His mom told him about the mural, he says, adding, “I just like drawing.”

“It’s nice to help paint it back the way it was,” says Luis Martinez, 12, who came with his 11-year-old niece Susana, both Chute Middle School students. They needed a stool to apply gray-blue paint to the huge arm and hand that hold off a Grim Reaper wielding needles and drugs.

Bright yellow belonged to Ramona and Martin Lindsey, friends of Ms. Smith-Upton who brought their 6- and 10-year-old children from Chicago. “I wanted to be part of a community art project,” says Ms. Lindsey, a teacher at Woodlawn Community School.

It is ironic, says Lamont Gibbs, that work is taking place just now. His daughter’s birthday was Aug.25; she would have been 31. Though the “empty feeling” never goes away, Mr. Gibbs says, dealing with it has become easier.

He admits to having strong feelings about the wall. A lifelong Evanstonian who refers to his current Rogers Park home as “Evanston South,” Mr. Gibbs talks about how the neighbors and City asked for his permission to create the project. “I gladly gave it,” he says. “I was proud that the community of Evanston felt enough of a loss to honor my daughter.”
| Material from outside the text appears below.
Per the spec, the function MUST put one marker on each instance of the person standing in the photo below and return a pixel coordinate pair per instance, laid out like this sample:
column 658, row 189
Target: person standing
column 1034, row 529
So he says he “didn’t like it” when people began saying the mural might have “served its purpose,” referring to it as “an eyesore” and talking about painting it over.

Time and weather, not vandals, were the culprits in the wall’s disintegration, says Ms. Smith-Upton. Almost no one defaced it over the years, a fact she chalks up to “the power of the community process” that brought the project to fruition. “[Neighbors] watch out for it, take ownership of” something they are involved in, she says.

Involving the community was a massive endeavor. Karen Chavers headed the Evanston Neighborhood Conference back in 1992 and was among the leaders who helped bring together shocked residents in the wake of the shooting. There was a candlelight vigil, she remembers, and then an outreach campaign that culminated in the construction and painting of the wall.

The goal was to make the neighborhood safer for kids,” says Ms. Chavers. But first people had to get to know each other.

Local businesses and City officials rallied to help, she says. The Recreation Department brought services to the neighborhood; a Howard Street pizza place contributed free pizza and meeting space. Aldermen and groups like Brummel Park Neighbors, along with non-profits such as Youth Organizations Umbrella, pitched in. Ms. Chavers and Ms. Smith-Upton went door to door, distributing flyers and lending their ears.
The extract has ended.